Di luar gerbang teluk kapal-kapal melepas jangkar menunggu giliran masuk ke pelabuhan untuk membongkar muatan di dermaga yang sudah kepenuhan oleh berbagai jenis barang.
Sedangkan di seberang pelabuhan baru sebuah dermaga untuk memuat minyak mentah, terlihat beberapa kapal tanker raksasa.
Kota ini bagaikan kota yang telah mati tanpa penghuninya, pikir Satya. Di mana-mana terIhat keterbengkalaian dan udara putus asa yang mengambang.
Seorang lelaki yang menuntun keledai dengan beban kayu bakar terlihat melintas.
Dan seorang wanita dengan penutup cadar berlari merasuki lorong sambil membawa keranjang ikan.
Dor! Tembakan menyalak nyaring, pelurunya mengenai atap kereta kuda dengan suara dencingan.
Hembusan panas terasa menyapu leher Jaka Satya dan ia mengernyit kesakitan ketika serpihan logam menyerempet pipinya.
Kereta kuda tak terkendali Iagi, bangunan dan anggota tentara tampak berkelebat lewat kaca jendela. Jaka Satya melihat Lasmini telah tiarap di lantai kereta.

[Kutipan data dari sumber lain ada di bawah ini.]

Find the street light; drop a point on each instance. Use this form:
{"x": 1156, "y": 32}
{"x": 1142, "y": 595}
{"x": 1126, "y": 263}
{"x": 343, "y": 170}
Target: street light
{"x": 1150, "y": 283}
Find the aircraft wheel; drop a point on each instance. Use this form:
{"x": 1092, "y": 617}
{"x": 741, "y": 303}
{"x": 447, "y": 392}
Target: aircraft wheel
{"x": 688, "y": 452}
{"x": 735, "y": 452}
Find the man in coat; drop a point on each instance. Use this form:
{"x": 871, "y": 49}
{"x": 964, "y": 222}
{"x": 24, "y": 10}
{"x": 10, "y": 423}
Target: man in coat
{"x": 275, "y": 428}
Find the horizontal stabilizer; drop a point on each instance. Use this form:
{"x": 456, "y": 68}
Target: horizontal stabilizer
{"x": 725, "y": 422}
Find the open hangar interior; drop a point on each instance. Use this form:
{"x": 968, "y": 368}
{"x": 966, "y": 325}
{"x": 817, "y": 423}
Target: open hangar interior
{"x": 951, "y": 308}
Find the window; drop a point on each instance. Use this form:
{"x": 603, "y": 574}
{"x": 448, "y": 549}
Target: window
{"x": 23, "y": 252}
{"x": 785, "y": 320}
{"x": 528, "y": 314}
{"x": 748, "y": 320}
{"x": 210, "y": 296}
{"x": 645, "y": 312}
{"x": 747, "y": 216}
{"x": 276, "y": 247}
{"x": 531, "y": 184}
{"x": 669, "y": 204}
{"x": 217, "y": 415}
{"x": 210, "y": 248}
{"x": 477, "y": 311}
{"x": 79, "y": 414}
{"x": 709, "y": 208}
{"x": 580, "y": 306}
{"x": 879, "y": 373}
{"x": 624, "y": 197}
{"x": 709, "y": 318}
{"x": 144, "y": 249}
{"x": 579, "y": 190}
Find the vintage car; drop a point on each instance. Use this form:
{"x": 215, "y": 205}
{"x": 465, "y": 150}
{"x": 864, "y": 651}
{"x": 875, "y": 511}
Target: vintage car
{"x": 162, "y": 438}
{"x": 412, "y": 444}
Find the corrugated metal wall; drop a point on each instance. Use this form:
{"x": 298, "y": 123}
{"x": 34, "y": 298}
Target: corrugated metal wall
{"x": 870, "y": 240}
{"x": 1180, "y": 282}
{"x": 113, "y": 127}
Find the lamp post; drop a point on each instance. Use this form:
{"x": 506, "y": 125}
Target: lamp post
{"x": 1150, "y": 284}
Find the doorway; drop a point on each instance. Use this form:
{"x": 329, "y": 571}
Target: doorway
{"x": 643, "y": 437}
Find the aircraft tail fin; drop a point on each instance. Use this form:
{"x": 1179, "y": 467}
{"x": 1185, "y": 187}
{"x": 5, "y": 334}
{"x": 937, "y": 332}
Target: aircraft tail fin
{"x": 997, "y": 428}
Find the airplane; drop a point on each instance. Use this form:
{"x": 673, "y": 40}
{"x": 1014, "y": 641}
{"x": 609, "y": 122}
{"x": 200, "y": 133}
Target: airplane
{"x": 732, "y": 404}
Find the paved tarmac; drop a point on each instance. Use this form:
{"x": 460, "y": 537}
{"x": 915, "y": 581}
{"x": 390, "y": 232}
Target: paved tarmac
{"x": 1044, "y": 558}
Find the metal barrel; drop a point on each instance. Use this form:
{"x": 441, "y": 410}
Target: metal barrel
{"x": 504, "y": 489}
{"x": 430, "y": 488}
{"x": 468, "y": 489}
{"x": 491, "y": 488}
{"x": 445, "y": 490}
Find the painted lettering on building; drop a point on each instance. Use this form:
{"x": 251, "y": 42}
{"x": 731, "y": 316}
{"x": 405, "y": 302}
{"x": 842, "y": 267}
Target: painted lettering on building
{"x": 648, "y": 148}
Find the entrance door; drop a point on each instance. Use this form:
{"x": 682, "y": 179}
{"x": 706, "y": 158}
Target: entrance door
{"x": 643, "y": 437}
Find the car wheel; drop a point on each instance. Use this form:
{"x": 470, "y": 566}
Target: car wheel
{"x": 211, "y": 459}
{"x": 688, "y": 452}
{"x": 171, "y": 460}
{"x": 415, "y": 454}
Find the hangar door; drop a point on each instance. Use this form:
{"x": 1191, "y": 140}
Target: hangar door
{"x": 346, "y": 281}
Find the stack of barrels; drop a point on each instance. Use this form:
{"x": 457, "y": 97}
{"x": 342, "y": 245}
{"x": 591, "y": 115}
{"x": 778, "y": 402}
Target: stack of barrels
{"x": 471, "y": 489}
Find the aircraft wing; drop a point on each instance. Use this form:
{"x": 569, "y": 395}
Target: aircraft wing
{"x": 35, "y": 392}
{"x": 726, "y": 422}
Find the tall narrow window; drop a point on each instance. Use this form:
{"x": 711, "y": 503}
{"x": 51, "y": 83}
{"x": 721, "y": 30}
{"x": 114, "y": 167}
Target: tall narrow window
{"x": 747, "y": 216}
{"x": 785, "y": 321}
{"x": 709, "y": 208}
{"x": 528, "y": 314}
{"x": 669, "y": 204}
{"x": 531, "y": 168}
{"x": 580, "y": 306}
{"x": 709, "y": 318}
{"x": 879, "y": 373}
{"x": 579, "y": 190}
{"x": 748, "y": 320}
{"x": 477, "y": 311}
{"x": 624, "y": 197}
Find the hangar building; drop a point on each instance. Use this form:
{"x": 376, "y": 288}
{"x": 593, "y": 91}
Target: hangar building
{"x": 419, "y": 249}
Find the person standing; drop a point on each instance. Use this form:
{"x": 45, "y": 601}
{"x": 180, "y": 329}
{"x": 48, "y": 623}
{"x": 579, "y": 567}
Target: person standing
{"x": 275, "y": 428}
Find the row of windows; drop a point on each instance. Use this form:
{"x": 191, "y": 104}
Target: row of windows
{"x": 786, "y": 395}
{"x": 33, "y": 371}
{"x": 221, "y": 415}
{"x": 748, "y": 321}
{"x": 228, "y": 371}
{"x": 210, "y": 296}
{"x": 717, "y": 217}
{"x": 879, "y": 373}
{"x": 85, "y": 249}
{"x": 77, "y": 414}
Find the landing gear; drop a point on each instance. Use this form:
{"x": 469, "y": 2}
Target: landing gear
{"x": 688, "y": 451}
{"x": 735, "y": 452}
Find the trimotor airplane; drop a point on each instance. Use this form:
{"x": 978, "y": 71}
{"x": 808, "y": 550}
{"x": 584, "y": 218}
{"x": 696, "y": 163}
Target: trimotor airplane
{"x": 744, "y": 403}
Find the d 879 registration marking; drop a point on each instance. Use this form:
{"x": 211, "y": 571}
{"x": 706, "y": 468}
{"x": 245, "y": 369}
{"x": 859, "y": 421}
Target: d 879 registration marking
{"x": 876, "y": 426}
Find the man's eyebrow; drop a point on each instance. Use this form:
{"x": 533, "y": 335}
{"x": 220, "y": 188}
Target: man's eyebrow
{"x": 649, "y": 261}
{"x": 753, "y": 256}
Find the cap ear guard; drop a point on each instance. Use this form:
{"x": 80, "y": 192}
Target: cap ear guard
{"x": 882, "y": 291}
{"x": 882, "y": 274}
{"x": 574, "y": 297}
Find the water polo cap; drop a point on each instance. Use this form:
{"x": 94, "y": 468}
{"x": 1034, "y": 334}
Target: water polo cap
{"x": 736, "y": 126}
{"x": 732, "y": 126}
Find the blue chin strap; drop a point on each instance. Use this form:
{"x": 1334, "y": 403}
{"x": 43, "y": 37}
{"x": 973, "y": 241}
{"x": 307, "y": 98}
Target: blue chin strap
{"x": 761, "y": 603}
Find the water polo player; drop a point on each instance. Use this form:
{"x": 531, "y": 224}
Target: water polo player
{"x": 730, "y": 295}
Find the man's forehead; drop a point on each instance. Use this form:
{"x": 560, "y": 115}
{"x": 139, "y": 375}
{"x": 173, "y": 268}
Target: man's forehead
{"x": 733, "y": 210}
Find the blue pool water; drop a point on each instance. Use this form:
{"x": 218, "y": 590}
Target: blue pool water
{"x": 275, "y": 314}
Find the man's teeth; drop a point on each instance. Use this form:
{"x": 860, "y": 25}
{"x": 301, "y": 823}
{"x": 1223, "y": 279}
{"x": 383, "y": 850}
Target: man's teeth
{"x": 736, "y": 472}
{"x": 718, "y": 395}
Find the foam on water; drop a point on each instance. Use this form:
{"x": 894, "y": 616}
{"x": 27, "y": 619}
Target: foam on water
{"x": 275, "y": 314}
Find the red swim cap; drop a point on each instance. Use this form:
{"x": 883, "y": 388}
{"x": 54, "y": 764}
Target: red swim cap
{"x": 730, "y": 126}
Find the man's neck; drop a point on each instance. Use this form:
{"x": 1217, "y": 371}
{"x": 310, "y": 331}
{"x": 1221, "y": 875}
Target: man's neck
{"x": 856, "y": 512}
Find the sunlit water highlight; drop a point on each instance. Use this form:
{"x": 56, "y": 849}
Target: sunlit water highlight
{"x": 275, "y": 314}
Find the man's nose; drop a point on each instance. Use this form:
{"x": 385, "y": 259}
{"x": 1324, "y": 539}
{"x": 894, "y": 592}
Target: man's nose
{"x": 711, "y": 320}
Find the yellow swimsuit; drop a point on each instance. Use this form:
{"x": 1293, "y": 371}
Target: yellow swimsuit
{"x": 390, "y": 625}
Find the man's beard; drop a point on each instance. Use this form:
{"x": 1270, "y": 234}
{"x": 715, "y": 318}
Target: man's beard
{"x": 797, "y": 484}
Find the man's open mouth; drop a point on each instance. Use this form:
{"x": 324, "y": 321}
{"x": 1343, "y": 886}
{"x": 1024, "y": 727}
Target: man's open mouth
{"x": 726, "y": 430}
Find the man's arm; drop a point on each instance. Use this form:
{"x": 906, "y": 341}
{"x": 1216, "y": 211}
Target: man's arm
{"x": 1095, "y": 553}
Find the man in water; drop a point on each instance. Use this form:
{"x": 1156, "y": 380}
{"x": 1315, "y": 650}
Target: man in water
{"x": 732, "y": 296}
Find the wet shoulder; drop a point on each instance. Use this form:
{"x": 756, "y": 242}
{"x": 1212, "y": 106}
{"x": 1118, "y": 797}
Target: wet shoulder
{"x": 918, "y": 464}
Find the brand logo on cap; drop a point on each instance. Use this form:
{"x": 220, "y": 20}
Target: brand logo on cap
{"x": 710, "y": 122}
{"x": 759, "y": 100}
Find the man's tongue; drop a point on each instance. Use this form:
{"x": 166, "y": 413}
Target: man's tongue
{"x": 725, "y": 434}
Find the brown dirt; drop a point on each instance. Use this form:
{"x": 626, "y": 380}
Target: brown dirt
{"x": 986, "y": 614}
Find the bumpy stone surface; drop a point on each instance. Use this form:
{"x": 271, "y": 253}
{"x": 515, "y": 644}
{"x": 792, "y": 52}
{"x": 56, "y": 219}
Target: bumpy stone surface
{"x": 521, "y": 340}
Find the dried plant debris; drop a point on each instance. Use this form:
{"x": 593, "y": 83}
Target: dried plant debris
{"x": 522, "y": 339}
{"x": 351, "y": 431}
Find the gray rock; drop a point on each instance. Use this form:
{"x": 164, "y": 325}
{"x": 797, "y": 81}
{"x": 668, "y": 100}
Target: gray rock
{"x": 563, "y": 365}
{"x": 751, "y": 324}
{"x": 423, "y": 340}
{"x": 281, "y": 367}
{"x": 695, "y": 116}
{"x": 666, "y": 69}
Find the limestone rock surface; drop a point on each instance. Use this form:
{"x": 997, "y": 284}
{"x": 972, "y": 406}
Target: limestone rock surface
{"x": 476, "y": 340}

la tak punya waktu untuk memeriksa apakah gadis itu telah tertembak karena kereta tersentak berhenti dengan guncangan yang hebat.
Tembakan meledak lagi dan kaca jendela disamping Satya berlubang retak.
"Cepat jalankan lagi keretanya!" Jaka Satya berteriak pada Wibisono.
Tentara di dekat gedung tiarap mencari perlindungan.
"Sialan! Bangsat..."Wibisono menghela kuda, namun kuda tak mau bergerak.
Lasmini beringsut dan mendongak dengan wajah yang pucat pasi.
Rentetan tembakan membahana dan debu mengepul di samping bangunan kantor, tempat anggota tentara membidikkan senjatanya.